Pacaran sering dilakukan oleh pasangan yang cenderung homogen, yaitu yang berasal dari suku, ras dan agama yang sama. Seiring dengan perkembangan rasionalitas yang dimiliki oleh setiap individu, kecenderungan orang berpacaran secara homogen sedikit berkurang. Kini konsep pacaran secara homogen telah berubah ke pacaran secara heterogen, orang sudah mau berpacaran lintas suku, ras dan agama. Pacaran beda agama merupakan fenomena yang wajar yang terjadi di dalam percintaan. Namun hingga saat ini masih banyak orang yang beranggapan bahwa pacaran beda agama itu salah.
Pandangan orang yang berpacaran beda agama dengan orang yang berpacaran dengan agama yang sama jelas memiliki kontradiktif antara keduanya. Fenomena itu merupakan suatu hal yang wajar.
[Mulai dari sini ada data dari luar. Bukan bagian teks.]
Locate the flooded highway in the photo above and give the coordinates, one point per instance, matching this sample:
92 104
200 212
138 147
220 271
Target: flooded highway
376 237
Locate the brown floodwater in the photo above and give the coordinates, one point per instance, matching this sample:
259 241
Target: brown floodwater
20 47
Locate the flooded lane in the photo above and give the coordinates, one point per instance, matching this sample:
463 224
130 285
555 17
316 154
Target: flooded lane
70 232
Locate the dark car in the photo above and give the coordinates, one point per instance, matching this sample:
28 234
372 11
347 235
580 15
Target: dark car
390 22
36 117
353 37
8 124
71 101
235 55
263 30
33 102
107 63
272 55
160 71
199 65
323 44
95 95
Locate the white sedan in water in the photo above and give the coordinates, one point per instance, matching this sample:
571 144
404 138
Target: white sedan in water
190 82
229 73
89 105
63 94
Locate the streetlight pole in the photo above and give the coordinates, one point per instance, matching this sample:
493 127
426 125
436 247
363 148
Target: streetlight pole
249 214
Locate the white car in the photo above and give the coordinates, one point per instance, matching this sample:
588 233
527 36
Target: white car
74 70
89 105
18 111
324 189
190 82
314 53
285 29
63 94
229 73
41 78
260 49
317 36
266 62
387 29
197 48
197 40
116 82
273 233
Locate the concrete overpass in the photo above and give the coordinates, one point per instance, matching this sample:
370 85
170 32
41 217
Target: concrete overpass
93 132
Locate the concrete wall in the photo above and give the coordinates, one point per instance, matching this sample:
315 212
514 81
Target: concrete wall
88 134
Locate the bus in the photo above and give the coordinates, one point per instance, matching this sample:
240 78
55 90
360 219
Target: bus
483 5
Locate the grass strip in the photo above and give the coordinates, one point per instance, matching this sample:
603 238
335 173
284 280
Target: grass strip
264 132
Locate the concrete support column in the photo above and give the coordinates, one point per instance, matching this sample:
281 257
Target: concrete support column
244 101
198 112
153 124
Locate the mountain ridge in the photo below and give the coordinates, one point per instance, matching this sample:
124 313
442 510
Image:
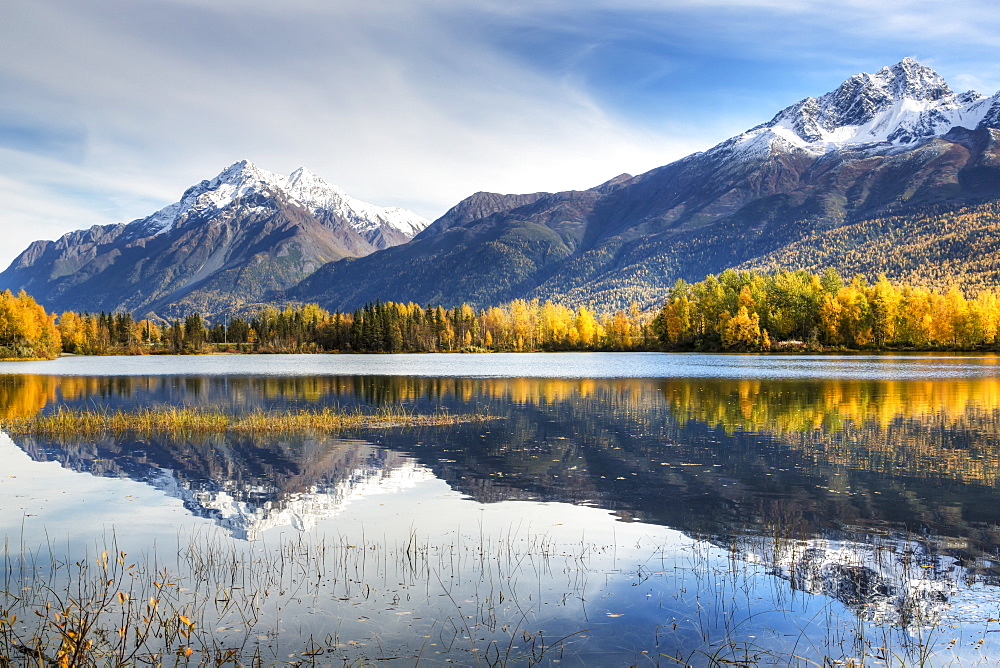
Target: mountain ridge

Karena, setiap individu pasti memiliki makna yang berbeda terhadap lingkungan sekitarnya. Sebagaimana teori interaksionisme simbolik menjelaskan bahwa setiap individu memiliki pemaknaan yang berbeda terhadap setiap gejala yang ia temukan. Setiap individu mempunyai pikiran yang digunakan untuk menentukan apa yang menurutnya benar dan apa yang menurutnya salah. Charles H. Cooley (1902) mengungkapkan bahwa “manusia itu kreatif, punya intens dan tujuan terhadap segala sesuatu yang berada di sekitarnya”[8]. Ke kreatifitasan yang dimiliki oleh setiap individu menghadirkan pemaknaan-pemaknaan yang berbeda terhadap realita yang ada. Oleh karena itu, simbol atau aturan merupakan kesepakatan bersama. Tetapi simbol itu sendiri pakem atau fix, melainkan dapat berubah.
Sebagaimana yang dialami oleh informan M dalam berpacaran dengan pasangannya yang berbeda agama. Menurutnya itu merupakan hal yang tidak dapat diprediksi sebelumnya.
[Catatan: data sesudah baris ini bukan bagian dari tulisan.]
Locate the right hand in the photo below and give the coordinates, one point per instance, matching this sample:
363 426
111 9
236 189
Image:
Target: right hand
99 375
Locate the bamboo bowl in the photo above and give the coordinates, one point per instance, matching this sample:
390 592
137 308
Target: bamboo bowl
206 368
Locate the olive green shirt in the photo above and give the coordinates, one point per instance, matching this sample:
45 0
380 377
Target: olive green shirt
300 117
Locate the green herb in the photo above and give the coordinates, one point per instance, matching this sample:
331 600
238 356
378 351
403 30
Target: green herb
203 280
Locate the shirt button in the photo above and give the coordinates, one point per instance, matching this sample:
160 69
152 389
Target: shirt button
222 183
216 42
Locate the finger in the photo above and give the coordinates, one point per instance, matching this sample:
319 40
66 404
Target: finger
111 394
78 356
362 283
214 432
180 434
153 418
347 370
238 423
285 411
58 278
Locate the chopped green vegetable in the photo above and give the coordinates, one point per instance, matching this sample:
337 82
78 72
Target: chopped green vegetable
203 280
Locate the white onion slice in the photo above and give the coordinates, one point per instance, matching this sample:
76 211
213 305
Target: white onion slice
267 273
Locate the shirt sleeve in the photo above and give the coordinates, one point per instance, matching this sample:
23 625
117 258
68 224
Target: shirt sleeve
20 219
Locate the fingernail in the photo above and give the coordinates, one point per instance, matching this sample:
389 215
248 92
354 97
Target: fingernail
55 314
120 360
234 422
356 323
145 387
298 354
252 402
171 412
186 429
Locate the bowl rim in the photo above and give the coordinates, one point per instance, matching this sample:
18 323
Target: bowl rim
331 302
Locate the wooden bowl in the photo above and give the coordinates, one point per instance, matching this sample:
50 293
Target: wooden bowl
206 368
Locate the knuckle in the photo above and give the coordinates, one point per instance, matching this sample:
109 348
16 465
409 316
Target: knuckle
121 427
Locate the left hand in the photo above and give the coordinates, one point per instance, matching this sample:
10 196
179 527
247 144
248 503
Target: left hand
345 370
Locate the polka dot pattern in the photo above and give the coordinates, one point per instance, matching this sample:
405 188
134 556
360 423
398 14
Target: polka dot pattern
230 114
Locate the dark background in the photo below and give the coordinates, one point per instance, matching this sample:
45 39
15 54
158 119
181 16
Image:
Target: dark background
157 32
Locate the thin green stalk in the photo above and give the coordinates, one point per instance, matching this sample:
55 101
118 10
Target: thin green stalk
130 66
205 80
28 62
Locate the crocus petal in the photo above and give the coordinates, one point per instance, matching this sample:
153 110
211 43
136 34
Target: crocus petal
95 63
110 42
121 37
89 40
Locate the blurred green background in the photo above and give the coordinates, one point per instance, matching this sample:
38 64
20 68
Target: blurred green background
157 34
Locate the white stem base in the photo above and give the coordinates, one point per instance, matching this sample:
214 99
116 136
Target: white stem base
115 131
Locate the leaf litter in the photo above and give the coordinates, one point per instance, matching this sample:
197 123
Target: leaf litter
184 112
“nah ini dia. gue sebenernya punya prinsip untuk gak pacaran beda agama, sejujurnya. jadi dari awal gue udah mikir ini kayaknya gak mungkin tapi entah kenapa akhirnya malah jadian. ada saatnya gue kecewa sama diri sendiri udah ngelanggar prinsip, tapi yang jelas gue gak mau ngekhianatin Tuhan gue” (Informan M)

            Hal yang sama juga dirasakan oleh Informan A ketika berpacaran dengan pasangannya yang berbeda agama. Dulunya ia tidak berharap  bakal “lama” menjalin hubungan dengan pasangannya itu.

“nahh emang itu bikin bingung juga sih ya. soalnya jatohnya sama dia ngejalaninnya kayak temen sendiri sih. dulu gue sering banget sakit hati karena dia kan masih terobsesi ama pacarnya yang dulu, mereka sering jalan gitu di belakang gue. gue sih mikirnya yaudalah toh kita beda agama juga, nggak akan lama-lama palingan. tapi ternyata nggak gampang juga ngejalaninnya. kita itu punya perjanjian F, tadinya kita bakal putus kalo kita udah lulus. jadi kita jadian itu semata buat menghabiskan masa-masa SMA, hahaha. nah pas udah lulus, malah satu universitas dan akhirnya tetep bareng..”. (informan A)

            Berbeda halnya dengan yang dirasakan oleh Informan R. Sebelum ia berpacaran dengan pasangannya saat ini, menurutnya ia pernah berpacaran dengan pasangan yang berbeda agama dengannya.

“...Dulu pas sma gue juga pacaran ma orang Katolik juga. Pernah putus karena agama, sempet kapok.Tapi gak tau ya kenapa dapetnya selalu gitu.” (Informan R)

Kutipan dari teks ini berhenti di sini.